Por uma conjunção de fatores, que envolvem sorte, a rápida tomada de decisão de viajar, que coloca em movimento uma azeitada equipe de apoio de GZH, responsável pela logística, eu e o repórter fotográfico Bruno Alencastro em poucas horas estaríamos pousando na mesma pista que o avião da Chape não alcançara.
Do aeroporto de Medellín, tomamos um táxi e rumamos para o mais próximo possível do local da tragédia. Já testemunhara guerras, terremotos, furacões em minha vida de repórter, mas o que vivenciaria a partir daquele telefonema me marcaria de forma diferente. Pela primeira vez, eu cobria fora do Brasil uma tragédia envolvendo brasileiros. E isso faz muita diferença.
Depois de nos embrenharmos por cercas de arames farpados, abrindo porteiras e caminhando no mato, eu e o Bruno avistamos do alto de uma colina os destroços do avião, que repousava como um pássaro abatido no meio do descampado. Os corpos já haviam sido recolhidos, mas restavam ali objetos que contavam a história de cada um dos passageiros — ou, ao menos, o que faziam na hora que o horror se abateu sobre eles: uma Bíblia perto do que sobrara da turbina, uma prancheta mais próximo da cauda e coolers daqueles utilizados à beira do campo, com isotônicos para repor líquidos e sais minerais dos atletas, jogados a alguns metros da fuselagem.

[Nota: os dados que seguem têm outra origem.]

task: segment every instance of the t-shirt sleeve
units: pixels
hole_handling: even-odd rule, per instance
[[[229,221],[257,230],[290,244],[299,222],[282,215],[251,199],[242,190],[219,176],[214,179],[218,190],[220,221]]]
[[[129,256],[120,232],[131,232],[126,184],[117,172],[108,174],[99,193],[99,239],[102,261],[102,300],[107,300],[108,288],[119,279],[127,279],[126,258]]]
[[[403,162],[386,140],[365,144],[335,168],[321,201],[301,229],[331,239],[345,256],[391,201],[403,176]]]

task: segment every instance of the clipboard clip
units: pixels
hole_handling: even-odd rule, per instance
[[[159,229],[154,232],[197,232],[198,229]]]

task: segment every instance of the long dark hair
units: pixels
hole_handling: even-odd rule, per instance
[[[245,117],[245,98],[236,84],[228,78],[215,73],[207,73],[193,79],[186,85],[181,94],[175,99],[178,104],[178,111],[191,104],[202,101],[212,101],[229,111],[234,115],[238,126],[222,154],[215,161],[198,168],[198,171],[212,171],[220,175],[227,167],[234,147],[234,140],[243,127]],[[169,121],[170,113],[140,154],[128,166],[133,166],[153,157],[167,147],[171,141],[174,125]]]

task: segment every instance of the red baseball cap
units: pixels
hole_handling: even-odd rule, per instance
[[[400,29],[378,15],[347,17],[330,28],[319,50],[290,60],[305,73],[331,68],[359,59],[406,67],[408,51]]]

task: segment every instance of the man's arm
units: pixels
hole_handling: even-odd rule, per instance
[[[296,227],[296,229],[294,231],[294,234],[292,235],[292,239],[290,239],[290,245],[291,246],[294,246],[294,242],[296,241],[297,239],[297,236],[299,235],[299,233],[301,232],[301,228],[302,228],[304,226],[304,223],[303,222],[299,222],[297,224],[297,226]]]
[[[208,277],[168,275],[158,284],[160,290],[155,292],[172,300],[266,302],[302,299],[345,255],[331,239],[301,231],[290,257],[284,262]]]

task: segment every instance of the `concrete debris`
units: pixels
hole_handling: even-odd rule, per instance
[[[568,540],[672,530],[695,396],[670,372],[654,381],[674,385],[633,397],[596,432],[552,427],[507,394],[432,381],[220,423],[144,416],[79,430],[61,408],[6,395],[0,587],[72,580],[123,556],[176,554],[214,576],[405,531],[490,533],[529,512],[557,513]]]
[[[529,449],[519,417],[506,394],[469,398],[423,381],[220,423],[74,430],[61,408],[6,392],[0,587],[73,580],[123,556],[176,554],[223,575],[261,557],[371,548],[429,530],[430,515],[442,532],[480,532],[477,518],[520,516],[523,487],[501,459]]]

Esse foi nosso primeiro contato com a tragédia. Viriam outros momentos impactantes naqueles dias seguintes em que a simples informação de que éramos procedentes do sul do Brasil provocava, na reação dos colombianos, palavra de conforto, como se nós, jornalistas, fôssemos também parte de uma família enlutada.
No dia marcado para o jogo com o Atlético Nacional, decidi que subiria degrau por degrau a escada que liga os vestiário ao gramado do Estádio Atanasio Girardot. Era minha humilde homenagem aos jogadores da Chape que não poderiam cumprir aquele trajeto. Ao vivo, na Rádio Gaúcha, iniciei uma contagem:
— Um, dois, três, quatro, cinco…
E fui subindo. Quando pisei no gramado, uma multidão de torcedores do Nacional gritava o nome da Chape. Meus olhos percorreram os 360 graus da arquibancada, e a emoção tomou conta a ponto de eu não conseguir continuar a narração na Gaúcha. Engasguei. Pedi desculpas aos ouvintes. Naquele momento, ato mais esperado de uma partida que nunca ocorreu, os mais de 4 mil quilômetros entre Chapecó e Medellín desapareceram. Todos os colombianos eram, naquela noite, chapecoenses.